A atuação em instituições financeiras permite que o profissional se exponha constantemente ao mercado de capitais. Por conseguinte, algumas atividades que agregam muito conhecimento ao Executivo acabam sendo mais executadas nesse tipo de instituição, como, por exemplo: estruturação de operações de captação (debêntures, bonds e para capital de giro) e de financiamento; desenvolvimento de operações com instrumentos financeiros derivativos; análise e recomendação de melhores opções de investimentos e de alocação de recursos; coordenação de projetos de abertura de capital, de follow-on e de fusões e aquisições; quantificação de riscos; avaliação dos financials de empresas de diversos setores; e produção de modelos financeiros complexos. Ademais, a interação frequente com investidores, acionistas, vendedores e compradores estimula o aprimoramento de certas habilidades comportamentais fundamentais para o sucesso em um ambiente dinâmico e desafiador. Adaptabilidade a mudanças repentinas, raciocínio analítico, rápido aprendizado, resiliência, comunicação estruturada, senso de priorização e de urgência e, principalmente, capacidade de influência são alguns dos soft skills promovidos pela exposição contínua a um universo cuja pressão e o foco em resultado fazem parte do dia a dia.

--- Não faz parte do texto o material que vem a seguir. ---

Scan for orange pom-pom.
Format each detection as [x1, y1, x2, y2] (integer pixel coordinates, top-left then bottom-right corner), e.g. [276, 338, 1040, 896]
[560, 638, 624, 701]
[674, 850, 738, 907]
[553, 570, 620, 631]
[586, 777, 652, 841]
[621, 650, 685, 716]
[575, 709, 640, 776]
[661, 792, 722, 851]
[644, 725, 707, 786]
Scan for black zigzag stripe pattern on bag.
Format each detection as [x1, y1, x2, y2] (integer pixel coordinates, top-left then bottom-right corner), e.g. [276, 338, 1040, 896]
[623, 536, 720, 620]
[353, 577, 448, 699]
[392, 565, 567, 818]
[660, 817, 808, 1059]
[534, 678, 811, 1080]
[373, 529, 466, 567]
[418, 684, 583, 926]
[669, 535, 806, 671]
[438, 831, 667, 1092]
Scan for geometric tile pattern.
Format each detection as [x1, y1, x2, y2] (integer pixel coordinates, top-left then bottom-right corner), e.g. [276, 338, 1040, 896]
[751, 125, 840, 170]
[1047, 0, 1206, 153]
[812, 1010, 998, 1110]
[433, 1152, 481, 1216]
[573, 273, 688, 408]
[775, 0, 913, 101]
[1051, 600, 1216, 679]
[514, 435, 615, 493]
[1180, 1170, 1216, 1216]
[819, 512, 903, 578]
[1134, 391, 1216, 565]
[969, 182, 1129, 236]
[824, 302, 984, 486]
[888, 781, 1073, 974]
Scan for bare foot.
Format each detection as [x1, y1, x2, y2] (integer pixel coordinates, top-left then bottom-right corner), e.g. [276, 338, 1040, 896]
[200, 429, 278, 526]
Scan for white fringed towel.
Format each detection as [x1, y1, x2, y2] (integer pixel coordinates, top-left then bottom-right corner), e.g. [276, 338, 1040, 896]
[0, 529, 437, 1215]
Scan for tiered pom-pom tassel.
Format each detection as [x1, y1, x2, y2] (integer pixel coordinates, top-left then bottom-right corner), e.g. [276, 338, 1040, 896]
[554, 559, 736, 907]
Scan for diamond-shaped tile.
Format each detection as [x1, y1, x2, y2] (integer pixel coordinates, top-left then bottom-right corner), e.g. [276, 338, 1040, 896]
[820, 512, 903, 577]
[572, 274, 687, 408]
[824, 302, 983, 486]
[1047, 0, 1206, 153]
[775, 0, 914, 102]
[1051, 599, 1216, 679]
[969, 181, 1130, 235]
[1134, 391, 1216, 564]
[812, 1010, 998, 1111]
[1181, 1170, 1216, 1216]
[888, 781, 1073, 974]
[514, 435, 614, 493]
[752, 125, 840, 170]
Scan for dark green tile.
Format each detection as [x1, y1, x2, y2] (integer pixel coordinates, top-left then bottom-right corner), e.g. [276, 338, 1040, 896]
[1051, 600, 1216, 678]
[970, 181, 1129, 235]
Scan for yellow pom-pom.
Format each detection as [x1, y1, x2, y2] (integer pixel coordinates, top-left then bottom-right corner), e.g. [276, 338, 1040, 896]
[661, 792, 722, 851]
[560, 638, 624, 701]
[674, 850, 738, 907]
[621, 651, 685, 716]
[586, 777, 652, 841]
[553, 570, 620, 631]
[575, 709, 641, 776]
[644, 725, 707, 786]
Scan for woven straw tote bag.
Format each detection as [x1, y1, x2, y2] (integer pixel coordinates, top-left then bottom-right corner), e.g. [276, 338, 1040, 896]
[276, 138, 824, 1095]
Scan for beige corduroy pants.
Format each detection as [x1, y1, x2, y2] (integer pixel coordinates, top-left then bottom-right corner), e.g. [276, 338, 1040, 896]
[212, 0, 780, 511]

Se, por um lado, trata-se de uma experiência muito rica para a trajetória do Executivo, por outro, a migração para companhias da economia real traz consigo uma série de oportunidades de amadurecimento profissional. Em termos técnicos, nesse tipo de empresa, a área de Finanças exerce um papel de suporte, assumindo uma responsabilidade mais voltada a assegurar tanto a credibilidade das suas Demonstrações Financeiras, quanto a manutenção das melhores práticas de governança, além de perseguir a maximização da rentabilidade do negócio através de iniciativas de incremento de receita e de redução de custos. Funções como a de “Planejamento Financeiro” – por meio do suporte às áreas de Vendas, Marketing e Operações no processo de tomada de decisão –e a de “Novos Negócios” ocupam uma posição de destaque na busca pelo retorno aos acionistas. Além disso, a atuação também envolve a manutenção de um fluxo de caixa sustentável e a execução de operações junto ao mercado de capitais quando necessário. No que tange às habilidades comportamentais, cabe ao Executivo gerenciar equipes multidisciplinares de forma eficaz e garantir o cumprimento, em conjunto com as diversas áreas internas, da estratégia definida e dos processos, controles, políticas e procedimentos pré-estabelecidos, mantendo, ao mesmo tempo, um alto nível de engajamento do grupo. Por sua vez, é preciso sustentar um discurso consistente e objetivo aos stakeholders externos e preservar o alinhamento de expectativas junto aos acionistas, investidores, analistas de mercado, bancos e governo. Com isso, características pessoais, como capacidade de influência e de criação de alianças, liderança, visão de negócio, compreensão holística, comunicação efetiva e senso de dono são amplamente desenvolvidas ao se atuar em companhias da economia real.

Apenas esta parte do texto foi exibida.